Penn Study Finds Fixing Up Abandoned Buildings Makes Neighborhoods Safer

Surprise, surprise...

The Beury Building, a blighted high-rise in Philadelphia that has a make over in store for it.| Photo credit: Ty via Flickr

North Philadelphia’s Beury Building | Photo credit: Ty via Flickr

Forgive the sardonic tone, but really? I mean, it’s great we’ve got the proof now should someone be spectacularly dense enough to disagree, but – oh, wait. Yeah, okay. People. Got it.

According to a study conducted by researchers at Penn Medicine, remediating abandoned buildings results in a significant reduction in crime and violence for the surrounding area. There findings showed that after the City of Philadelphia began to enforce its “Doors and Windows” ordinance, which requires property owners on mostly occupied blocks to have working windows and doors 24/7, and called for improved façades, both serious and nuisance crime incidents went down a year after the changes were made.

The most notable decrease? 39 percent.

HealthCanal.com reports a sister study that tracked the greening of abandoned lots found similar results, in addition to seeing a drop in stress and sedentary behavior in local denizens.

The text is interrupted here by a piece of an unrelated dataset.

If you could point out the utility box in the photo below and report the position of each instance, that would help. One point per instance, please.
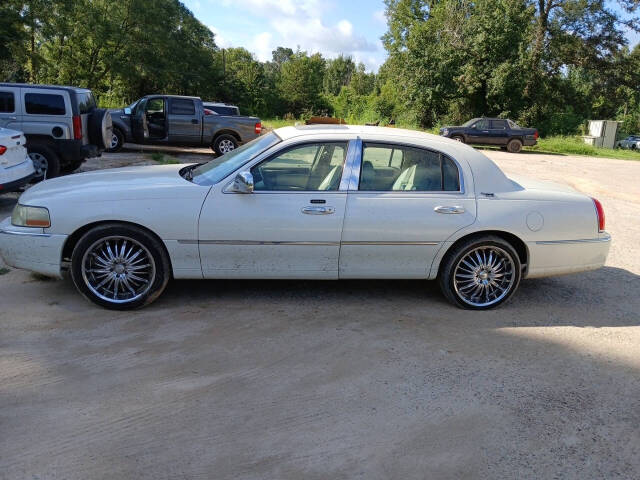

Meanwhile, other studies have discovered a connection “between boarded-up buildings and drug-related deaths and sexually transmitted diseases.” (Uh, gross.)

As you might expect, Michelle Kondo, the Penn study’s lead researcher, attributes the crime decrease to the fact that spruced up exteriors serve as a warning “to potential offenders that a property is occupied and crime is not tolerated.”

Fellow researcher Charles Branas, a professor of epidemiology at the Perelman School of Medicine, offered this as the study’s takeaway:

“This study provides useful evidence that cities can directly impact some of their most pressing public health challenges, like violence, by changing the places within which their residents live, work, and play, as opposed to relocating residents as has been done in the past,” Branas said. “These sorts of place-based programs are gaining credibility as practical and low cost, yet potentially high-return, health and safety solutions when compared to other options.”